I don't know whether to leave them here and try to get on with my life, or stick within my comfort zone. I could take a tape measure.

I recognise it is completely ridiculous to take scales on holiday.

Rustnot · 31/07/2023 02:45

@CharlotteBog please leave them at home and enjoy your holiday!

Although I say that as someone who is also away for three weeks and I am restricting because I don't know the calories and I told myself this holiday would be a great opportunities to lose weight - lots of hiking and being outdoors etc. I need to start fuelling my body properly!

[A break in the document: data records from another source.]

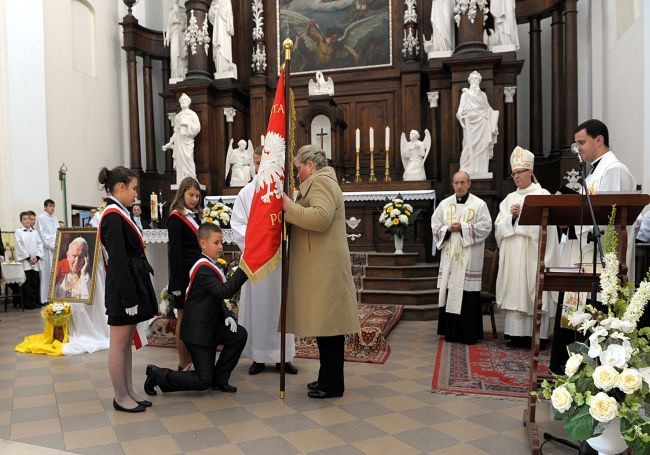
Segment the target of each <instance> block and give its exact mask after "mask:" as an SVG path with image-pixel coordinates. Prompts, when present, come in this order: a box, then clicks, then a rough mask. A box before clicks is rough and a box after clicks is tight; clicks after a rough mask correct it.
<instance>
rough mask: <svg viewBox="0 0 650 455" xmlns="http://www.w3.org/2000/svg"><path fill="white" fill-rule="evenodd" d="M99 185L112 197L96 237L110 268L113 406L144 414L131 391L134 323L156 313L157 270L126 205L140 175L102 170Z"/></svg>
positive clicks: (134, 326) (109, 202)
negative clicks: (149, 261)
mask: <svg viewBox="0 0 650 455" xmlns="http://www.w3.org/2000/svg"><path fill="white" fill-rule="evenodd" d="M98 180H99V183H100V184H101V185H102V186H103V187H104V189H105V190H106V193H107V194H108V197H107V198H106V208H105V209H104V211H103V212H102V216H101V219H100V222H99V228H98V231H97V236H98V239H99V241H100V242H101V245H102V247H103V251H102V253H103V256H104V257H103V259H104V262H105V264H106V283H105V289H106V295H105V302H106V315H107V316H108V325H109V326H110V347H109V350H108V371H109V373H110V376H111V382H112V383H113V390H114V393H115V398H114V399H113V408H115V410H117V411H122V412H143V411H144V410H145V409H146V408H147V407H149V406H151V402H150V401H147V400H143V399H142V398H141V397H140V395H139V394H137V393H136V392H135V390H134V389H133V381H132V371H131V366H132V363H133V361H132V351H131V343H132V341H133V340H134V334H135V332H136V324H137V323H138V322H141V321H146V320H148V319H151V318H152V317H153V316H154V315H155V314H156V313H157V312H158V303H157V301H156V294H155V292H154V290H153V285H152V284H151V274H152V273H153V269H152V268H151V265H149V261H147V257H146V256H145V247H144V240H143V238H142V232H140V229H138V227H137V226H136V225H135V223H134V222H133V220H132V219H131V215H130V214H129V210H128V207H131V206H132V205H133V203H134V202H135V199H136V197H137V190H138V178H137V174H136V173H135V172H134V171H133V170H131V169H128V168H125V167H122V166H118V167H116V168H113V169H112V170H108V169H107V168H102V169H101V171H99V177H98Z"/></svg>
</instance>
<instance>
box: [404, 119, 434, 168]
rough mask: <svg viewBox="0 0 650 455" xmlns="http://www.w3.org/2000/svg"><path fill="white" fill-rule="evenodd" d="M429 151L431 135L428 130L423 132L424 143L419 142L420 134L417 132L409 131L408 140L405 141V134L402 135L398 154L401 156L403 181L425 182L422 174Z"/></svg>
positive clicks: (405, 140)
mask: <svg viewBox="0 0 650 455" xmlns="http://www.w3.org/2000/svg"><path fill="white" fill-rule="evenodd" d="M429 149H431V135H430V134H429V130H424V141H421V140H420V133H418V132H417V130H411V132H410V133H409V140H408V141H407V140H406V134H404V133H402V138H401V139H400V153H401V155H402V164H403V165H404V177H403V178H402V179H403V180H404V181H417V180H426V179H427V176H426V173H425V172H424V161H425V160H426V159H427V156H428V155H429Z"/></svg>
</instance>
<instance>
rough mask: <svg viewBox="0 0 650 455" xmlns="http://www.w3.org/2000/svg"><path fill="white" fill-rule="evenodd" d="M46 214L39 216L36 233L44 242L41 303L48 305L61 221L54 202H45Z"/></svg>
mask: <svg viewBox="0 0 650 455" xmlns="http://www.w3.org/2000/svg"><path fill="white" fill-rule="evenodd" d="M43 209H44V212H43V213H41V214H40V215H38V219H37V221H36V232H38V235H39V237H40V238H41V242H43V259H42V260H41V264H40V269H41V275H40V280H41V289H40V295H41V303H42V304H43V305H45V304H47V299H48V292H49V290H50V277H51V276H52V264H53V262H54V261H53V258H54V246H55V243H56V231H57V230H58V229H59V220H57V219H56V217H55V216H54V201H53V200H52V199H45V202H43Z"/></svg>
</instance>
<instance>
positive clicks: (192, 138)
mask: <svg viewBox="0 0 650 455" xmlns="http://www.w3.org/2000/svg"><path fill="white" fill-rule="evenodd" d="M178 103H179V104H180V105H181V111H180V112H179V113H178V114H176V115H175V116H174V122H173V124H174V134H172V137H171V138H170V139H169V142H168V143H167V144H165V145H163V146H162V149H163V150H169V149H170V148H171V149H173V150H174V153H173V154H172V158H174V169H176V184H177V185H178V184H180V182H181V180H183V179H184V178H185V177H194V178H196V167H195V166H194V138H195V137H196V135H197V134H199V132H200V131H201V123H200V122H199V116H198V115H196V112H194V111H193V110H191V109H190V104H191V103H192V100H191V99H190V97H189V96H187V95H186V94H185V93H183V94H182V95H181V97H180V98H179V99H178Z"/></svg>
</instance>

Sickofthisshit84 · 02/08/2023 12:18

@CharlotteBog i want to tell you to leave them as well (easier said than done) I've been away alot over the last few weeks & have left mine (I also weigh myself in excess of 3 times a day). It was fine while I was away, because they've been planned trips I gave myself a 'free pass' to enjoy what I wanted. I'd be lying if I said it was easy but I did it & even though I had mini melt downs every time I came home & stood on them scales I'm glad I did it. I did have to kind of see what other people were eating to know what was 'normal' & follow their lead but for me & where my mind set is atm it was such an achievement & even with the weight I'm currently in the process of shifting again I'm quite proud of what I managed when I was away. If you can leave them try & give yourself the free pass & dig deep & go for it. You can do it 💪😘

shumway · 03/08/2023 13:01

Had my assessment at the hospital today. She said because my sodium, potassium and albumin have been low I am at risk and she would probably recommend going inpatient. I really don't want to do that as I just think it's not the best thing for me personally. Does anyone have any tips for recovering on your own?